Vibronic coupling explains the ultrafast carotenoid-to-bacteriochlorophyll energy transfer in natural and artificial light harvesters

TL;DR

This study demonstrates that vibronic coupling, involving carotenoid vibrations, explains the ultrafast energy transfer from carotenoids to bacteriochlorophyll in natural and artificial light-harvesting systems, surpassing traditional models.

Contribution

The paper introduces a vibronic model that accurately reproduces ultrafast energy transfer times, highlighting the role of vibrational ground states in the process.

Findings

Vibronic model matches experimental transfer times and spectra.

Vibrational ground states facilitate resonance for rapid energy transfer.

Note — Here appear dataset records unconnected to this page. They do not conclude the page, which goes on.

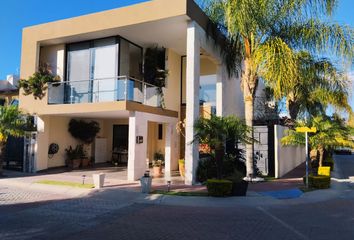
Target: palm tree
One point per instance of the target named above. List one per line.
(331, 132)
(267, 33)
(317, 85)
(216, 131)
(11, 124)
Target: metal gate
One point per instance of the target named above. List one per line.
(261, 148)
(30, 148)
(20, 153)
(13, 154)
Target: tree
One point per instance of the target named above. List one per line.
(318, 84)
(216, 131)
(12, 123)
(37, 83)
(331, 133)
(266, 34)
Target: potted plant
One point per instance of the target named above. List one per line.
(75, 156)
(181, 167)
(239, 186)
(37, 84)
(157, 164)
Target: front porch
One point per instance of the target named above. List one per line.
(125, 137)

F"orster models overestimate coupling constants and fail to match all data.

Abstract

The initial energy transfer in photosynthesis occurs between the light-harvesting pigments and on ultrafast timescales. We analyze the carotenoid to bacteriochlorophyll energy transfer in LH2 Marichromatium purpuratum as well as in an artificial light-harvesting dyad system by using transient grating and two-dimensional electronic spectroscopy with 10 fs time resolution. We find that F\"orster-type models reproduce the experimentally observed 60 fs transfer times, but overestimate coupling constants, which leads to a disagreement with both linear absorption and electronic 2D-spectra. We show that a vibronic model, which treats carotenoid vibrations on both electronic ground and excited state as part of the system's Hamiltonian, reproduces all measured quantities. Importantly, the vibronic model presented here can explain the fast energy transfer rates with only moderate coupling constants, which are in agreement with structure based calculations. Counterintuitively, the vibrational levels on the carotenoid electronic ground state play a central role in the excited state population transfer to bacteriochlorophyll as the resonance between the donor-acceptor energy gap and vibrational ground state energies is the physical basis of the ultrafast energy transfer rates in these systems.